Pièce mythique, Le Sacre du printemps continue d'inspirer les chorégraphes depuis sa création il y a un peu plus de 100 ans. Plutôt que de nous proposer une énième relecture, Akram Khan ne garde que l'essentiel du ballet de Stravinski: l'idée du sacrifice, l'éternel féminin et la pulsion de la mort. iTMOi (In The Mind of Igor) s'attarde plutôt au processus créatif ayant mené à la naissance du Sacre. Après tout, on sait déjà que Stravinski avait rêvé cette pièce qui allait faire basculer irrévocablement la musique classique dans une nouvelle ère. N'écrit-il pas dans Chroniques de ma vie: « En finissant à Saint-Pétersbourg les dernières pages de L’Oiseau
de feu, j’entrevis un jour, de façon absolument inattendue, car mon esprit
était alors occupé par des choses tout à fait différentes, j’entrevis dans mon
imagination le spectacle d’un grand rite païen : les vieux sages, assis en
cercle et observant la danse à la mort d’une jeune fille, qu’ils sacrifient
pour leur rendre propice le dieu du printemps »?

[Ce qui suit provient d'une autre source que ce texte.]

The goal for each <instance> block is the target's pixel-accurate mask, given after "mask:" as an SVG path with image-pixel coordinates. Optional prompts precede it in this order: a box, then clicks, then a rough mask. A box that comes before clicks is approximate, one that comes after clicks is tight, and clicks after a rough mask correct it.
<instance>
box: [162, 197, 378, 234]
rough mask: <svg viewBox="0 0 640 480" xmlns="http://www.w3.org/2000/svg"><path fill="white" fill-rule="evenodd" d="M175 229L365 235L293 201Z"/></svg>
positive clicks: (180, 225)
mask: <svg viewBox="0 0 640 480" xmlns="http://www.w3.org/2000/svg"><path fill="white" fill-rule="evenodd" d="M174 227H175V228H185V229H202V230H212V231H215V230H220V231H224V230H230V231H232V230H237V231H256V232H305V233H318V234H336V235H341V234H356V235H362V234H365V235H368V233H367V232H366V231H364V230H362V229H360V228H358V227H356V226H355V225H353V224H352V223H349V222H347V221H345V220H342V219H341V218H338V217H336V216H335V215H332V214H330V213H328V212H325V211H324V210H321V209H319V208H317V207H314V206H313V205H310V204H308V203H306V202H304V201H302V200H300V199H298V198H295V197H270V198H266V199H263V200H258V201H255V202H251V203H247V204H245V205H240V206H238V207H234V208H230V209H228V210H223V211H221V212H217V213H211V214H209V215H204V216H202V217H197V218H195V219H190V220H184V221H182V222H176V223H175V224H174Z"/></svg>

La partition de Stravinski n'est plus ici que suggérée: par le rythme des voix, par les pas des danseurs qui ici et là reprennent la séquence asymétrique qui sert de sceau au ballet, séquence que l'on retrouve aussi quand la trame sonore devient extrêmement minimaliste, évoquant un disque qui « saute ». Ceux qui connaissent le Sacre de l'intérieur, l'ont laissé vivre en eux pendant un certain nombre d'années, retrouveront ces repères, intégrés à la trame sonore par Nitin Sawhney, Jocelyn Pook et Ben Frost. Quand, enfin, le thème du basson du début s'élève, on ressent une impression de catharsis, d'avoir compris parfaitement la période d'incubation, la nécessité d'aborder un tel sujet, aussi pertinent en 2014 qu'en 1913.

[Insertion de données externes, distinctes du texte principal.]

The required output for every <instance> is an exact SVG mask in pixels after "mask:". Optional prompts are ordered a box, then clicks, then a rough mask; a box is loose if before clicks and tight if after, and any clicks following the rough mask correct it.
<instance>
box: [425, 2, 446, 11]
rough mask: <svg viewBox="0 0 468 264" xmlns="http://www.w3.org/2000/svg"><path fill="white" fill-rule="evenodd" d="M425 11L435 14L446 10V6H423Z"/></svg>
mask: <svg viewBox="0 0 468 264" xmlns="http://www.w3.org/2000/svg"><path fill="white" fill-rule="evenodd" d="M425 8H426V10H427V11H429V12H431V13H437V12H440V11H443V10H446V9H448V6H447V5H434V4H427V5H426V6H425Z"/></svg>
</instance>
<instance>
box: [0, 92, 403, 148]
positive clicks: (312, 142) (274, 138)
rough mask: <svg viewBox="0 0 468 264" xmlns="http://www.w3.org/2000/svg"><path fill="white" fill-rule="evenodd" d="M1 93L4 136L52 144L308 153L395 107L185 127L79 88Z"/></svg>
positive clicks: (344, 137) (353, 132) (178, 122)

En misant sur une scénographie épurée, des magnifiques costumes aux couleurs tranchées de Kimie Nakano, des éclairages particulièrement soignés de Fabiana Piccioli, la production plonge le spectateur d'entrée de jeu dans un univers onirique, qui permet la multiplicité des lectures. Si on reconnaît aisément le personnage de la jeune vierge fragile, tout de blanc vêtue, une créature cornue qui évoque autant l'univers de Stravinski que le faune du ballet de Debussy, le célébrant vêtu de noir (le chorégraphe lui-même), on peut décliner selon son envie l'identité réelle de cette reine intransigeante en crinoline blanche (l'inspiration peut-être?), du jeune homme souhaitant sauver la vierge et de ce fascinant derviche tourneur dont la jupe devient corolle, les pieds tiges, mains.

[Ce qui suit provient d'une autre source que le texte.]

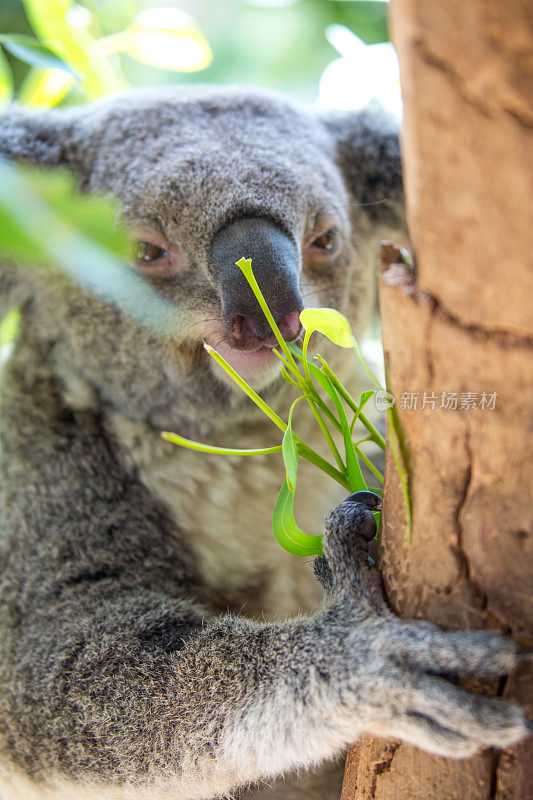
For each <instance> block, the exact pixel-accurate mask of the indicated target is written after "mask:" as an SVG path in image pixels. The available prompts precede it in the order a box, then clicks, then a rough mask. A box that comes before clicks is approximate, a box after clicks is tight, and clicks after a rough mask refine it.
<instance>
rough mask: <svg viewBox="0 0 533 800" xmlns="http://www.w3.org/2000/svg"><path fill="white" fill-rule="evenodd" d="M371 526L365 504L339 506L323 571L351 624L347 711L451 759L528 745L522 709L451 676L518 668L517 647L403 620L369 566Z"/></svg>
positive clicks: (325, 576)
mask: <svg viewBox="0 0 533 800" xmlns="http://www.w3.org/2000/svg"><path fill="white" fill-rule="evenodd" d="M369 519H372V522H373V518H372V513H371V511H370V510H369V509H368V507H367V505H366V504H365V503H361V502H358V501H356V502H353V500H351V499H350V498H348V500H346V501H344V503H341V504H340V505H339V506H337V507H336V508H334V509H333V510H332V511H331V512H330V513H329V514H328V516H327V518H326V522H325V536H324V556H323V557H320V559H317V562H316V563H315V572H316V573H317V576H318V577H319V579H320V580H321V581H322V583H323V584H324V585H326V586H327V587H328V589H329V593H330V596H331V597H332V598H333V601H334V603H336V605H335V606H334V608H336V609H337V613H338V614H339V617H340V618H344V619H345V620H346V623H347V626H348V630H347V633H346V634H345V637H346V638H345V647H346V651H345V656H344V657H345V659H346V661H347V663H348V664H350V665H354V666H349V667H348V672H347V674H346V681H347V685H348V687H349V691H348V692H346V688H347V687H346V684H344V685H343V686H341V687H340V691H341V696H342V697H343V704H345V705H346V706H347V707H348V708H350V709H351V712H352V713H353V714H354V715H357V717H358V718H359V719H360V720H361V724H362V726H363V728H364V729H365V730H367V731H371V732H373V733H375V734H377V735H386V736H392V737H396V738H401V739H404V740H406V741H408V742H411V743H412V744H415V745H418V746H420V747H423V748H424V749H426V750H428V751H430V752H434V753H437V754H440V755H444V756H451V757H455V758H465V757H468V756H470V755H472V754H473V753H475V752H476V751H477V750H479V749H480V748H482V747H487V746H498V747H504V746H508V745H511V744H514V743H515V742H517V741H519V740H520V739H522V738H523V737H524V736H525V735H526V733H527V722H526V720H525V718H524V715H523V712H522V710H521V709H520V708H519V707H518V706H516V705H514V704H512V703H510V702H508V701H507V700H503V699H501V698H495V697H486V696H482V695H476V694H473V693H471V692H469V691H467V690H465V689H462V688H461V687H459V686H456V685H454V684H453V683H451V682H450V681H449V680H447V679H446V677H444V676H450V675H451V676H454V675H464V676H477V677H483V678H492V677H497V676H499V675H502V674H506V673H509V672H510V671H511V670H512V669H513V668H514V667H515V665H516V664H517V661H518V652H517V646H516V644H515V643H514V642H513V641H512V640H511V639H506V638H504V637H502V636H500V635H498V634H495V633H491V632H489V631H457V632H446V631H443V630H441V629H440V628H438V627H437V626H436V625H433V624H432V623H430V622H426V621H414V620H402V619H399V618H397V617H395V616H394V615H393V614H392V612H391V611H390V609H389V608H388V606H387V605H386V602H385V599H384V595H383V591H382V586H381V580H380V575H379V572H378V571H377V569H376V568H375V567H372V566H371V565H370V564H369V562H368V533H369V527H370V523H369ZM347 617H351V619H346V618H347ZM369 683H370V685H371V687H372V688H371V690H370V692H369V691H368V686H369Z"/></svg>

On reconnaîtra aisément la signature d'Akram Khan et son intégration du kathak, danse indienne aux figures complexes, mais aussi quelques clins d’œil au hip-hop et à la chorégraphie inoubliable de Pina Bausch, en un tout toujours parfaitement calibré, le mouvement ne perdant jamais de sa grâce et de sa pureté, même dans les moments plus violents. Un spectacle qui séduira sans réserve amateurs aussi bien que néophytes.
Vous pouvez encore vous glisser en salle ce soir et demain. N'hésitez pas!